As early as 1914, residents of Hartford, Connecticut, tried to scare the birds away from their nests by fastening teddy bears to trees and firing rockets through the branches, according to the Smithsonian. The White House filled speakers with owl calls. Columns around the U.S. Capitol were outfitted with electrified wires.
For decades afterward, cities and towns tried loud noise and fake owls to scare the starlings and trap boxes and poisonous gas clouds to kill them. From 1964 to 1967 nine million starlings were poisoned in California's Solano County in an effort to protect feed lots.
Guns were usually a last resort. Cincinnati City Council gave the OK for city-controlled starling shooting in 1954. There were occasional shoots until 1961. On one day, shooters killed 3,500 birds. Another day, it was 1,000.
In 1961, City Manager C. A. Harrell came up with an army of volunteers intent on getting rid of them once and for all.
"My brother, Frank Wood Jr., started the program,” Wood told The Enquirer.
Initially, the firing squad mainly shot from rooftops, then they learned they’d have more success if some shooters fired up from the ground.
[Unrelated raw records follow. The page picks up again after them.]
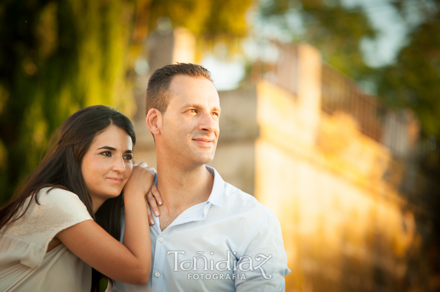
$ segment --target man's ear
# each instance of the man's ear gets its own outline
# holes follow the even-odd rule
[[[150,109],[145,118],[148,129],[154,135],[160,134],[162,129],[162,113],[157,109]]]

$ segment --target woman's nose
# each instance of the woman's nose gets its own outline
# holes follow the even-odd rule
[[[124,158],[122,157],[116,158],[113,164],[113,170],[119,172],[120,173],[123,173],[125,171],[125,163],[124,163]]]

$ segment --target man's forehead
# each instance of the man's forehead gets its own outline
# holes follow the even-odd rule
[[[170,103],[179,106],[215,107],[220,109],[219,94],[209,79],[186,75],[175,76],[170,86]]]

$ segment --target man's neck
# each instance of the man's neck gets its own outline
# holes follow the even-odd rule
[[[204,165],[182,169],[157,161],[157,189],[163,199],[159,207],[160,228],[164,230],[183,211],[206,202],[214,177]]]

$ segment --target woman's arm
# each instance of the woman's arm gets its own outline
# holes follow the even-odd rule
[[[106,276],[129,284],[146,284],[151,269],[151,244],[145,195],[154,173],[154,168],[141,162],[133,167],[124,187],[123,245],[90,220],[69,227],[56,237],[78,257]]]

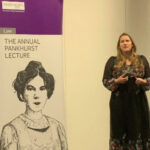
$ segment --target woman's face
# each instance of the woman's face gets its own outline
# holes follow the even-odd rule
[[[32,111],[41,111],[47,102],[47,90],[40,76],[33,78],[26,86],[24,99]]]
[[[121,36],[121,38],[120,38],[120,49],[121,49],[123,54],[130,53],[132,46],[133,46],[133,44],[132,44],[132,41],[129,38],[129,36],[127,36],[127,35]]]

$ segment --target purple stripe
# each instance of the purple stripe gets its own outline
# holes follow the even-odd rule
[[[25,12],[6,12],[0,0],[0,27],[16,28],[17,34],[62,34],[63,0],[24,2]]]

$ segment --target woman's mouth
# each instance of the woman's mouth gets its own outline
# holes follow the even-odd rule
[[[40,105],[40,102],[34,102],[35,105]]]

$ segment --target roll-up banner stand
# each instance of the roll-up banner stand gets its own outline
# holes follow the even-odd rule
[[[67,150],[62,0],[0,0],[0,150]]]

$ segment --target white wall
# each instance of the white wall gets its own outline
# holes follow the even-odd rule
[[[63,21],[69,150],[108,150],[110,92],[102,75],[125,30],[124,0],[64,0]]]

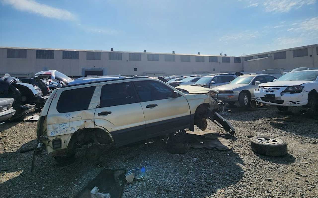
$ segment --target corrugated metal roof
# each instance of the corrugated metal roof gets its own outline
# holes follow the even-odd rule
[[[248,56],[256,56],[257,55],[260,55],[263,54],[272,54],[273,53],[276,53],[277,52],[284,52],[285,51],[290,51],[292,50],[294,50],[295,49],[303,49],[303,48],[313,48],[317,47],[318,47],[318,44],[310,45],[305,45],[305,46],[302,46],[300,47],[297,47],[296,48],[288,48],[287,49],[280,49],[280,50],[277,50],[274,51],[271,51],[270,52],[262,52],[262,53],[254,54],[251,54],[249,55],[242,56],[240,56],[240,57],[248,57]]]
[[[250,60],[249,60],[248,61],[245,61],[245,62],[247,62],[248,61],[259,61],[259,60],[262,60],[262,59],[265,59],[266,58],[268,58],[269,57],[264,57],[264,58],[255,58],[253,59],[251,59]]]
[[[188,56],[219,56],[225,57],[235,57],[234,56],[220,56],[219,55],[213,55],[211,54],[172,54],[172,53],[160,53],[157,52],[127,52],[124,51],[110,51],[104,50],[92,50],[89,49],[57,49],[54,48],[19,48],[18,47],[1,47],[0,48],[4,49],[43,49],[44,50],[56,50],[61,51],[79,51],[80,52],[119,52],[120,53],[137,53],[139,54],[168,54],[171,55],[185,55]]]

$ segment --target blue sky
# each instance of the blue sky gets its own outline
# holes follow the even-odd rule
[[[1,0],[1,46],[240,56],[318,43],[318,0]]]

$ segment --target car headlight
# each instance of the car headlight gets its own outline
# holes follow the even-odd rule
[[[291,86],[287,87],[286,89],[282,92],[291,93],[298,93],[301,92],[304,87],[303,86]]]

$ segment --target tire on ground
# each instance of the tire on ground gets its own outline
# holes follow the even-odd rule
[[[276,144],[266,144],[257,141],[260,138],[274,138],[279,141]],[[284,140],[266,136],[254,136],[251,138],[251,146],[255,153],[269,156],[281,156],[287,154],[287,144]]]
[[[245,96],[247,97],[247,104],[245,105],[244,102],[244,98]],[[238,96],[238,103],[241,106],[247,107],[250,105],[251,102],[251,97],[248,93],[246,92],[241,92]]]

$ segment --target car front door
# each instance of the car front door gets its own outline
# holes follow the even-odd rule
[[[184,96],[178,94],[173,97],[174,90],[160,82],[144,80],[134,83],[145,115],[147,136],[154,137],[189,127],[190,110]]]
[[[94,119],[95,125],[110,132],[117,145],[141,140],[146,132],[142,109],[130,82],[102,86]]]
That frightened the starlings out of their nests and off window ledges, Wood said.
“We didn’t score very well until we went to the streets,” Wood said. “They were patrolled very well for the occasions. Shooting up into clusters and at birds on the wing, we brought them down in clusters.”
Onlookers cheered when birds fell from the sky, the Enquirer reported.
There hasn’t been a starling shoot Downtown in more than 50 years. Meanwhile, the starling population in North America has continued to grow to an estimated 200 million, according to the Smithsonian.